Курок замолчал, болтал кружку.

– Кстати, вполне может быть, что Ткач нам чего и подскажет, опытный чумарез. Только сумасшедший. Если жив, конечно, его года четыре уже не было видно, а ходить к нему Япет запретил.

– Почему?

– Чтобы умы не смущать.

– Как это? – не понял я.

– Ну… – Курок почесал подбородок. – Я не очень хорошо знаю… Короче, этот Ткач, он очень много читал. Не просто много, а очень много. Четыре книжки в день. Вот он читал-читал, читал-читал и сдернулся. Он вдруг понял, что все решают герои.

– Кто-кто?

– Герои. Ну, герои. Такие простые сверхличности, как ты, как я.

Курок хохотнул.

– Как?

– Герои, – повторил Курок. – Они все решают. Вот смотри. Живет какой-нибудь там народец, рыбу ловит, корову доит, а тут чудище. И давай это чудище жрать мужиков, а девок в пещеру таскать с паскудными целями. Никто ничего не может, все только стонут и лбами стукаются. Короче, все, тупик, кажется – и вдруг бац, Беовульф приехал.

– Кто? – спросил я.

– Беовульф, кто еще.

Курок почесался, отхлебнул бульону.

– Беовульф – это дядька такой беспощадный. Приехал – и раз-два, разобрался с пакостью по-быстрому. А потом еще дракона зарубал, ну, короче, времени даром не терял. Старинная история, достоверная. И в другие времена тоже очень похоже все происходило – герои всегда проблемы решали. Вот Ткач и решил, что у нас то же должно быть. То есть должен появиться такой вот герой, который положит предел этому всему.

– Как именно положит?

– Ну, не знаю, – Курок икнул. – Например, так. Герой проникнет на Запад – и выяснит, как именно.

Я поглядел на него.

Рожа у Курка была прыщавая и оплывшая, как он жив до сих пор с такой рожей? И с такими космами.

Курок рассказывал дальше:

– Япету не нужно, чтобы народ на Запад сигал, ему не нужны герои, ему нужны твердые выживатели. К тому же…

Курок поморщился.

– Этот Ткач все эти свои идеи не просто так рассказывал, а с призывами. Ну, у нас человек пять понаслушались – и на Запад двинули. Никто их с тех пор не видел. Вот Япет и рассвирепел. Велел Ткача не пускать и самим к нему не ходить. Ясно?

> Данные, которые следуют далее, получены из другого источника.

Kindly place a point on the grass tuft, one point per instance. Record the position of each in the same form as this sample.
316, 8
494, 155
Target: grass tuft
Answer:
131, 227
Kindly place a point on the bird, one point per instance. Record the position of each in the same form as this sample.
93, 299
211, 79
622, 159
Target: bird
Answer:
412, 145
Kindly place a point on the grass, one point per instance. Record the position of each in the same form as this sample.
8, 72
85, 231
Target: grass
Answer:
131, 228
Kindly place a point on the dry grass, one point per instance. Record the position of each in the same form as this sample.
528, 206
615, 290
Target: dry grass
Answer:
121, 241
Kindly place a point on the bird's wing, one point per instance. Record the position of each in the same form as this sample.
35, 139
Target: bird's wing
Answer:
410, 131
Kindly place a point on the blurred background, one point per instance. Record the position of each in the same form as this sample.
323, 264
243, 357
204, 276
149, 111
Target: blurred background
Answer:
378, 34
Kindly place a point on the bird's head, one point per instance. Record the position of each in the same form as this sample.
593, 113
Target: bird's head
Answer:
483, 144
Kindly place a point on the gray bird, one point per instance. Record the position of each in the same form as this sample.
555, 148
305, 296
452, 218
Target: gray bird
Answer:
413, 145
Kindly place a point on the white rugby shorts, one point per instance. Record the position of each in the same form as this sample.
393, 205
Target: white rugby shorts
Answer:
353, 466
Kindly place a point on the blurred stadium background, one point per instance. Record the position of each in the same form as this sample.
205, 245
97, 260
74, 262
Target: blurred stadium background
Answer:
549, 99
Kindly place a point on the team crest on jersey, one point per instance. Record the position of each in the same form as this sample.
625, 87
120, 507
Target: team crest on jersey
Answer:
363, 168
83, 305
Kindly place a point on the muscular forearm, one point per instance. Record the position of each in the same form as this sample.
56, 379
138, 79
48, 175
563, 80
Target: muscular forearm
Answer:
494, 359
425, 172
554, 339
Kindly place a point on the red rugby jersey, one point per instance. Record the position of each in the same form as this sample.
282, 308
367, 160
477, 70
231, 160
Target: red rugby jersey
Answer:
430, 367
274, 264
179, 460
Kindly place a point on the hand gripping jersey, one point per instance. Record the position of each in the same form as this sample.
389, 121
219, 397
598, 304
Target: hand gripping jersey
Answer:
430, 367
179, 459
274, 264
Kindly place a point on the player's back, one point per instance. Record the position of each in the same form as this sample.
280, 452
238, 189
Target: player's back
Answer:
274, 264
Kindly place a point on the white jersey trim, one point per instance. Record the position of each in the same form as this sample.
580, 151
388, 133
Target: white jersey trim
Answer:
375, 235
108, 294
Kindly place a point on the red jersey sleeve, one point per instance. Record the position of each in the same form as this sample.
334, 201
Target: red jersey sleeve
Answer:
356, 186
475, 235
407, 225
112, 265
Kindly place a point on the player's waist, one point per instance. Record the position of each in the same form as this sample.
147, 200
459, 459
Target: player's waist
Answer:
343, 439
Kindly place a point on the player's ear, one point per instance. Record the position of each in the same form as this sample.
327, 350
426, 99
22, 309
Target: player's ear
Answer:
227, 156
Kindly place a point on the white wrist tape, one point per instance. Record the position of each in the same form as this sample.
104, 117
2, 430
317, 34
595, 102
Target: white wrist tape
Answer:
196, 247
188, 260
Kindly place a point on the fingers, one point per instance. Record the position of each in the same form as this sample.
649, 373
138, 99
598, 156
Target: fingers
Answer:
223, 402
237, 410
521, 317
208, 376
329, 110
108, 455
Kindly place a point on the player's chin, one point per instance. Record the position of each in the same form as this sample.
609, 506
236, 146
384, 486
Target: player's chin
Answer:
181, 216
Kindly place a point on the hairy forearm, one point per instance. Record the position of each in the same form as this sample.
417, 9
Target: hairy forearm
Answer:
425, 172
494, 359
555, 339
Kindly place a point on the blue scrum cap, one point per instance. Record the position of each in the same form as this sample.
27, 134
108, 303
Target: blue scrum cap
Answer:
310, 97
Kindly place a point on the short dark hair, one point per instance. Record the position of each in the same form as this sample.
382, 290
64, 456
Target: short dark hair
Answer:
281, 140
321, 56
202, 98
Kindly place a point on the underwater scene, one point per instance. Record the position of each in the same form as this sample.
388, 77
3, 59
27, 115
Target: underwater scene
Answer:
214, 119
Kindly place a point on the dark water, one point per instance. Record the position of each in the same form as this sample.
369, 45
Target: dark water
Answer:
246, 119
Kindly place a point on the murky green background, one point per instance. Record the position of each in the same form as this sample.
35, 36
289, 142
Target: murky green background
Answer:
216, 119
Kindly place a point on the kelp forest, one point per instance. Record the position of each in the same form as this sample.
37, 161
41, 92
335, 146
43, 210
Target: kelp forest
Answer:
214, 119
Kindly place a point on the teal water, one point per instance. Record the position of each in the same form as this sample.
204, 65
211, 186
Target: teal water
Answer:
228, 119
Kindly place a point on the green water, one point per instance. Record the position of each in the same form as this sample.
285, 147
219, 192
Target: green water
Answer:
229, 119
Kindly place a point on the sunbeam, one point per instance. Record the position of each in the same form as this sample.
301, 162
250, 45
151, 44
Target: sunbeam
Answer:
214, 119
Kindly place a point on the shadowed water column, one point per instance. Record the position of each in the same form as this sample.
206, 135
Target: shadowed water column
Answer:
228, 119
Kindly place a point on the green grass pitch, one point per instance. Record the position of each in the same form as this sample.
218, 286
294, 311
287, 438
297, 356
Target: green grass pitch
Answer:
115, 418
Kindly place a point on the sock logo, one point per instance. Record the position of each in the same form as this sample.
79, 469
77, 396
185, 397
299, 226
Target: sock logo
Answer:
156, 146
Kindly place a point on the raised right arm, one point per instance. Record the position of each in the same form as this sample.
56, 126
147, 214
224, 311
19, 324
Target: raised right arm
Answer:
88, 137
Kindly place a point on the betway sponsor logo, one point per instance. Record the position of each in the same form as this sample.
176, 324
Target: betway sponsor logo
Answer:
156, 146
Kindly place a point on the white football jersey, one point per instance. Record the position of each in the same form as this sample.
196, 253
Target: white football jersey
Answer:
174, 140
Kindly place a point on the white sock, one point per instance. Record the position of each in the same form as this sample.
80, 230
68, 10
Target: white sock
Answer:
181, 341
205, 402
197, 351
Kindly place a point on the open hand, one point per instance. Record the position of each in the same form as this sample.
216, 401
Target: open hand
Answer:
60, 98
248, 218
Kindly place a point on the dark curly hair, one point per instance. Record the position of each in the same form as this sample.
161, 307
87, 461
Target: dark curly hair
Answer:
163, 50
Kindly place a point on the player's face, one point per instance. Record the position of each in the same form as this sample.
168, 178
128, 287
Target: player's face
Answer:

– Вполне. Но нас не отправили на Запад. Тот не Япет. Значит…

– Значит… Ничего это не значит! Бросок на Запад, как же. – Курок поболтал кружку. – Ты вот собираешься спасать мир? Собираешься, знаю. Все собираются. Только никак не соберутся.

– А ты?

– Само собой. А почему нет? Почему не я? Кто-то же должен положить предел всему этому безобразию? Наверняка ведь есть способ…

– А сколько лет было этому Беовульфу? – спросил я.

– Не знаю, – пожал плечами Курок. – Вряд ли он был стариком.

Это точно. И остальные герои тоже до морщин не доживали. Герой – он всегда молод. Чем старше человек, тем меньше он на героя годится. Зрение ухудшается, руки дрожат, скорость не та. Взрослый герой не может быть физиологически. Так что получается, что я вполне подхожу. В Беовульфы эти.

Мы доели обед, ополоснули кружки и направились дальше.

– Я тоже раньше думал, – болтал Курок. – Тоже думал – вот вырасту, и всех спасу. Вырос. Прихожу к Япету, спрашиваю – что делать, а он мне говорит – капусту жрут бабочки…

Мы пробирались через старый и скучный город, однообразный и безликий, не выделявшийся ни архитектурой, ни высотой, ни зеленью, тяжелый город. Я это только сейчас стал замечать, раньше город казался совсем одинаковым, теперь я стал различать степени, некоторые районы были гораздо хуже.

Вот как этот. Одинаковые, серо-коричневые.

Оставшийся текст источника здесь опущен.